Thursday, December 17, 2015

Teen/YA Review: Aristotle and Dante Discover the Secrets of the Universe

The cover of Aristotle and Dante Discover the Secrets of the Universe by Benjamin Alire Sáenz is covered with awards, and I’ve been hearing rave reviews of this novel ever since it was published in 2012. I finally had a chance to read this coming-of-age novel about friendship, sexual identity, and figuring out who you are.

Aristotle and Dante are both teen Mexican-American boys living in El Paso, Texas, in 1987, both named after long-dead philosophers and both sort of loners without any close friends. That’s where the similarities end, though. They meet one day at the local pool, when Dante, an accomplished swimmer, offers to teach Aristotle – who can only float – how to swim.

Dante is lightness and mirth, always laughing and happy, while Aristotle is often dark and moody. But the boys hit it off from their first conversation, immediately starting to laugh together over their shared strange names. Aristotle meets Dante’s parents and adores them, especially his father, who is open and talkative, welcoming Aristotle warmly. His own father hasn’t been the same since he returned from Vietnam, rarely speaking and often angry, and neither of his parents will talk about his older brother, who is in prison.

The two boys spend an idyllic summer together, swimming, making up silly games, and experiencing what it means to have a best friend for the first time in their lives. Dante is the one person who can bring Ari out of his dark moods, who can get him to talk, who can make him laugh. Their friendship even helps Ari to begin to open up with his family. Before the summer ends, though, tragedy strikes, and their friendship hits some serious obstacles that complicate their easy relationship.

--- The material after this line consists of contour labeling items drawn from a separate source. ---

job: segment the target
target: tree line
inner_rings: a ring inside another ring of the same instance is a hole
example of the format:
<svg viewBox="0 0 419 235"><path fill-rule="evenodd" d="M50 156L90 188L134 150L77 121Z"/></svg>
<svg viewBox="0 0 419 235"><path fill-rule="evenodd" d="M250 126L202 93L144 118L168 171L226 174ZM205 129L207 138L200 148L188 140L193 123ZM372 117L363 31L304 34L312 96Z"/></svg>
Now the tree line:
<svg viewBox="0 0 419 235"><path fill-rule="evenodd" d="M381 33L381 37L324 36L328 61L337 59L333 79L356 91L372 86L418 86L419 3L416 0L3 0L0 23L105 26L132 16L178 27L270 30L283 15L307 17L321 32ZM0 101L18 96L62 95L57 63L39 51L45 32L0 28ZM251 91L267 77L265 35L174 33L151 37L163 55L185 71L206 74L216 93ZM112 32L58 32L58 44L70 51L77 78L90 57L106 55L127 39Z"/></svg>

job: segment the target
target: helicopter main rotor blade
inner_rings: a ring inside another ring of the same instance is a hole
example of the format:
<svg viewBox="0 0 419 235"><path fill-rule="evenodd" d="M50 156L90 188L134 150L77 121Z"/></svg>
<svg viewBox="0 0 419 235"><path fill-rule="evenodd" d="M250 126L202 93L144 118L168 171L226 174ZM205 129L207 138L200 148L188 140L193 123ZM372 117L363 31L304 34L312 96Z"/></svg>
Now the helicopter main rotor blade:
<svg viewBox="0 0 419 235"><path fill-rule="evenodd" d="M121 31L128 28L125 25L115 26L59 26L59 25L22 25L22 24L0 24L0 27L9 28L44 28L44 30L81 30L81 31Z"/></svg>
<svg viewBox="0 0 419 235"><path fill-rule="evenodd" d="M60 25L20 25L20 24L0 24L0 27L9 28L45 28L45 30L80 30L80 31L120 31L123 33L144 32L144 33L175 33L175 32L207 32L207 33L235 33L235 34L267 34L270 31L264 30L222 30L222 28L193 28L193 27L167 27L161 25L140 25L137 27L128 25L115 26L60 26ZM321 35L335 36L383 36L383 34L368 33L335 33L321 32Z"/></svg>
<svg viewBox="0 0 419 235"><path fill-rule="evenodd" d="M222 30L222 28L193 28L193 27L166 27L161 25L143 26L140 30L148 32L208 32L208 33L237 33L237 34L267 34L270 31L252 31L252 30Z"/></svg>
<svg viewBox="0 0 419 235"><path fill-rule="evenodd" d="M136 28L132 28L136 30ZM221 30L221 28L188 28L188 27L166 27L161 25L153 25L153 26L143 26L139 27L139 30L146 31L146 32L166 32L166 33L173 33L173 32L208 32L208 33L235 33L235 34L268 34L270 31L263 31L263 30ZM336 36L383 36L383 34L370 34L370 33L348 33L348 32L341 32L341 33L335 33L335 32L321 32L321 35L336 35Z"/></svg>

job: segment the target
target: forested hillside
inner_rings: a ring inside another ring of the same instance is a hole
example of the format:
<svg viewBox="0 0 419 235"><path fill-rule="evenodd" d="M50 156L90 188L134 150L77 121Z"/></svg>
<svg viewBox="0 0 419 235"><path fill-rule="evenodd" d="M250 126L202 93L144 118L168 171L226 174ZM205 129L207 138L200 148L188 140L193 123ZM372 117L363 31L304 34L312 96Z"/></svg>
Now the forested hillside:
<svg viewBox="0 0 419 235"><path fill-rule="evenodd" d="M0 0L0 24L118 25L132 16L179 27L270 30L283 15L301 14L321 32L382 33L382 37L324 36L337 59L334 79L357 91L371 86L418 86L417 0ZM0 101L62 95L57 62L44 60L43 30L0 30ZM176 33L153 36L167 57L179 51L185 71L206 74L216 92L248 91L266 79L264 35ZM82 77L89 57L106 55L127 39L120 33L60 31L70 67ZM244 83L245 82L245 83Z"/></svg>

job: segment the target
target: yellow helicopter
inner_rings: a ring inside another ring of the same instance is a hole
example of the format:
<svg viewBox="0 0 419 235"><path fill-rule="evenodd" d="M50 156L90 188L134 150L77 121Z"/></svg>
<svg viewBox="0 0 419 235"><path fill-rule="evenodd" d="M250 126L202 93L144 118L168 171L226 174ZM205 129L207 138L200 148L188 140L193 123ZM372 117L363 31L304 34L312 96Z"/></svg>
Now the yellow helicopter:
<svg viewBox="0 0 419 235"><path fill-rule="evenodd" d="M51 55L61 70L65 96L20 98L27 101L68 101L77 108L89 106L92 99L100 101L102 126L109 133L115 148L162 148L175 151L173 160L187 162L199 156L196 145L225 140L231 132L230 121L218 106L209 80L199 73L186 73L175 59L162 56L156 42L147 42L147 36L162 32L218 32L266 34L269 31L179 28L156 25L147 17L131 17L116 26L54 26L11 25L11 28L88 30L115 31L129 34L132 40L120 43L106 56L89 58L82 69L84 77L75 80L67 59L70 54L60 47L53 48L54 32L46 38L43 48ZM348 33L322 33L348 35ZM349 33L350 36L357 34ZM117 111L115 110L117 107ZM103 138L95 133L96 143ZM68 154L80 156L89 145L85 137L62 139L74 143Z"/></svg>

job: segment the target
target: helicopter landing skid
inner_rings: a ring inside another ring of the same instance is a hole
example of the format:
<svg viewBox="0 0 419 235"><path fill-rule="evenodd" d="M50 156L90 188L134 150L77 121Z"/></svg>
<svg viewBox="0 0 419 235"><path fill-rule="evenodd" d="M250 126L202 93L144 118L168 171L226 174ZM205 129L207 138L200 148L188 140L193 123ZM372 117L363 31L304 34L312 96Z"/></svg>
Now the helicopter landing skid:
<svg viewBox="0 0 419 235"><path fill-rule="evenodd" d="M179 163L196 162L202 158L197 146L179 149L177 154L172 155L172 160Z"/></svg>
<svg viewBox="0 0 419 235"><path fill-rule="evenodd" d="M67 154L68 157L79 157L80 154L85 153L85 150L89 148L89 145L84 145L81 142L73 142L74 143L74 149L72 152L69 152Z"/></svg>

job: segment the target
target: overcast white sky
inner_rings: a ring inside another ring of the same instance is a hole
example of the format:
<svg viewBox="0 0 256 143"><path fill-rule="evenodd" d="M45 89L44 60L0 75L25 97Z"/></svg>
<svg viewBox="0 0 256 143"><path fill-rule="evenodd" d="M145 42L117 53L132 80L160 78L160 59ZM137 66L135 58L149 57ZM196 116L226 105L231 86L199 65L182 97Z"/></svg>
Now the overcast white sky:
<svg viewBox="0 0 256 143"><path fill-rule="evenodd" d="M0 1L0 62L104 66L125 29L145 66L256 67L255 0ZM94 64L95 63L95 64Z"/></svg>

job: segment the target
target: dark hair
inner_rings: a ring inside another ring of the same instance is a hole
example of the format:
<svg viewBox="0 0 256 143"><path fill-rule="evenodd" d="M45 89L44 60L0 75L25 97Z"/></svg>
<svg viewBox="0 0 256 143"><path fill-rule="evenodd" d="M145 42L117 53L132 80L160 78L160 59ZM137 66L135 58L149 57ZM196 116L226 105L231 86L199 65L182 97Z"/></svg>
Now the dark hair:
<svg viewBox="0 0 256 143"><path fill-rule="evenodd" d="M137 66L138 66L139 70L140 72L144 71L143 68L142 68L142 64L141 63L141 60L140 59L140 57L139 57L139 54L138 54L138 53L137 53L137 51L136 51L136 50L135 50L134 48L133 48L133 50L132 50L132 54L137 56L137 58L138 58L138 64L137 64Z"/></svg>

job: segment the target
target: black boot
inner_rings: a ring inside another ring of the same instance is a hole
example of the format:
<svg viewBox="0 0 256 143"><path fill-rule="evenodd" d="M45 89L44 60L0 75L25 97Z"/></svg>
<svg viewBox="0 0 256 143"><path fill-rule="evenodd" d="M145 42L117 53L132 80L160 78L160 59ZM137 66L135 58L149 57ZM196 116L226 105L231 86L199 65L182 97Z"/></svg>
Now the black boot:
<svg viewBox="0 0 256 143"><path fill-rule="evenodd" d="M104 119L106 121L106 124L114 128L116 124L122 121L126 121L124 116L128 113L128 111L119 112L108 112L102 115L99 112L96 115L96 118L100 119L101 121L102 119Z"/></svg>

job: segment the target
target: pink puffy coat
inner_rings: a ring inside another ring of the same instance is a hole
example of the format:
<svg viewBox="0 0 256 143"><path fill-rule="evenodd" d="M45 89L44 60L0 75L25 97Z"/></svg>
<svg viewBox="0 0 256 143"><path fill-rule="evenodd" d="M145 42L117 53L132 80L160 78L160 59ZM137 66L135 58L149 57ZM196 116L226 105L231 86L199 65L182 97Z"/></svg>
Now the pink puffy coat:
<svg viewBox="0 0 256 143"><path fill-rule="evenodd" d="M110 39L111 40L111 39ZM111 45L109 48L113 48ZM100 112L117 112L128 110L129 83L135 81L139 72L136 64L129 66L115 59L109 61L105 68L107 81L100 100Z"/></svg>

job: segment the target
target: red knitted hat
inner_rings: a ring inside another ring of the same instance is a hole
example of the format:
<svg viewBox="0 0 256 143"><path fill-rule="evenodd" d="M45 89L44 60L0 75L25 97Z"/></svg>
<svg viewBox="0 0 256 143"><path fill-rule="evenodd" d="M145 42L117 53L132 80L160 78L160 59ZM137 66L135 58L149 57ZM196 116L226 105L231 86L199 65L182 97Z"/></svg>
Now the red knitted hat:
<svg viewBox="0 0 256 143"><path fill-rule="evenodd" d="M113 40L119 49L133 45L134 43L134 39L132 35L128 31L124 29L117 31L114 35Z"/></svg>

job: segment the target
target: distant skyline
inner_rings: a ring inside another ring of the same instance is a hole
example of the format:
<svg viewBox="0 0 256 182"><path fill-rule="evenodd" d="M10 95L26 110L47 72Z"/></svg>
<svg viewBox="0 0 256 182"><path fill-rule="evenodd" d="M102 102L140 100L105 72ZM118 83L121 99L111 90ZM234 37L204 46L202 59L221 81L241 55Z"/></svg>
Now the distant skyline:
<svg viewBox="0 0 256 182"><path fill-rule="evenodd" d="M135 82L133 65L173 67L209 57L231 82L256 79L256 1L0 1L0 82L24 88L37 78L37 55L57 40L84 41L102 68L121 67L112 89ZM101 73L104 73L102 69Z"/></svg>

This warm, moving, often funny novel is compulsively readable, as the easy-going, funny banter between the two friends turns into a deep bond. Although it delves deep into the mysteries of friendship, it also explores family, in all of its difficult and dysfunctional guises. Together, though in different ways, the two boys try to figure out who they are and what they want out of life, in a classic coming-of-age story, as they each encounter significant challenges. Aren’t such struggles always easier with a best friend by your side?

359 pages, Simon & Schuster

1 comment:

  1. I loved this book. Even teenagers recognize its brilliance.